Editor’s response to the Trayvon Martin verdict

I feel that I have been through a whirlwind of emotions with the Trayvon Martin case, like a wild roller coaster ride that never ends…until today. Today the roller coaster ride ends for me. I have passed through the emotional responses to the verdict from shock, to disbelief, to righteous anger, to now a pensive state. This pensive state has made me question what lesson that we, as a society can learn from the case. We all know the details and the outcome; the pundits on the cable news networks are having a field day.

I have decided to not listen to them. I have decided to go within myself and examine why this verdict has affected not only me, but the world consciousness at large. There must be a lesson in all of this. The struggle that I am having is trying to figure out exactly what that lesson is. Could the lesson be that we, as Americans, have an African American President, yet race relations are no better than in the 1960s? Has anything really changed since Dr. Martin Luther King Jr. made his “I Have a Dream” speech? How can this be? What possible lesson can society learn from the death of a young black man who was murdered in cold blood while his killer gets off scott free? This, my friends, is the question that we must ask ourselves both individually and collectively.

We cannot get to the point of asking the “why” until we get beyond the anger. But how do we get beyond the anger? Does anyone know? No one wants to simply resign themselves to the verdict, and that is understandable because the verdict was unjust. We must, however, take a deep look at ourselves introspectively as human beings on the individual level, and as members of humanity as a whole. Those of us who seek world peace are struggling today to try to maintain our balance. We want justice, yet justice has been denied. Is this denial of justice part of the bigger plan to raise the mass consciousness of society to do something about the injustice that people all over the world must face on a daily basis? But what can we do to get past the anger and concentrate on raising consciousness? I do not have an answer for that now, perhaps the wound is too deep, and the tragedy is too close to home, both socially and psychologically.

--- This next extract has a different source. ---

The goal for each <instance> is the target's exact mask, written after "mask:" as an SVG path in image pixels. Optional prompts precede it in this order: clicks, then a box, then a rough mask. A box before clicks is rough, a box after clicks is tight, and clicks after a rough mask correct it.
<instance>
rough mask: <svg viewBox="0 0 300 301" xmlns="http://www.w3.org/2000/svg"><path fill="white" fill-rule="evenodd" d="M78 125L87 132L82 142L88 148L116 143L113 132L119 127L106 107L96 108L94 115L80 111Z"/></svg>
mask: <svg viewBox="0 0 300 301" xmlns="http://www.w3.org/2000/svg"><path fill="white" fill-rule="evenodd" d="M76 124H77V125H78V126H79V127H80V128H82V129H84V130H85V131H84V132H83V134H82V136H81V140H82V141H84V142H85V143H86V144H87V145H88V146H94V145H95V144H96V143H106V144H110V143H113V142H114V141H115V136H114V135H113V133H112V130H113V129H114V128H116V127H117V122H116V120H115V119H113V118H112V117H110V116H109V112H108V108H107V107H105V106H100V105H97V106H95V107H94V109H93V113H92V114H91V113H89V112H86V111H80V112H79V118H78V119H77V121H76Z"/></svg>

Forgiveness appears to be the only answer. But who do we forgive? Is it Zimmerman? Is it the biased jury? Is it the complete breakdown of the American Justice System? Social activists would say that we need to “fix” the American Criminal Justice System, and would go on to cite all the many indignities that people have suffered because of it, Trayvon and his family included. They might advocate for the overturning of the “Stand Your Ground Law,” or push to reform gun control legislation. Well, Congress had the opportunity to reform gun control, but ignored American public opinion. So reforming the laws doesn’t seem to be the answer. I am not saying that activists of all sorts are not valuable in changing the way in which a society is run, however, at this point…how many people need to be murdered until the lawmakers get it.

We know that unless there is a shift from Republicans to Democrats in the House, nothing is going to change. All the activists can do is get out the vote the next election. This is not meant to be a political commentary, rather it is a commentary on where we are collectively, as human and sentient beings in the big picture, and that is mass consciousness. This is what we must truly examine, and dig deep within ourselves to find compassion for all of those involved in this case. It is a difficult task, but not an overwhelming one. This nation has made it through the OJ trial after all. Yes. The whole issue of race relations came out in that verdict too. But we, as a collective, got through it. Let us try to get through this in a way that will give solace to the many victims, including the friends and family of Trayvon, and all of us who grieve for him. We must do this to save ourselves and to move forward into a new, higher way of being human.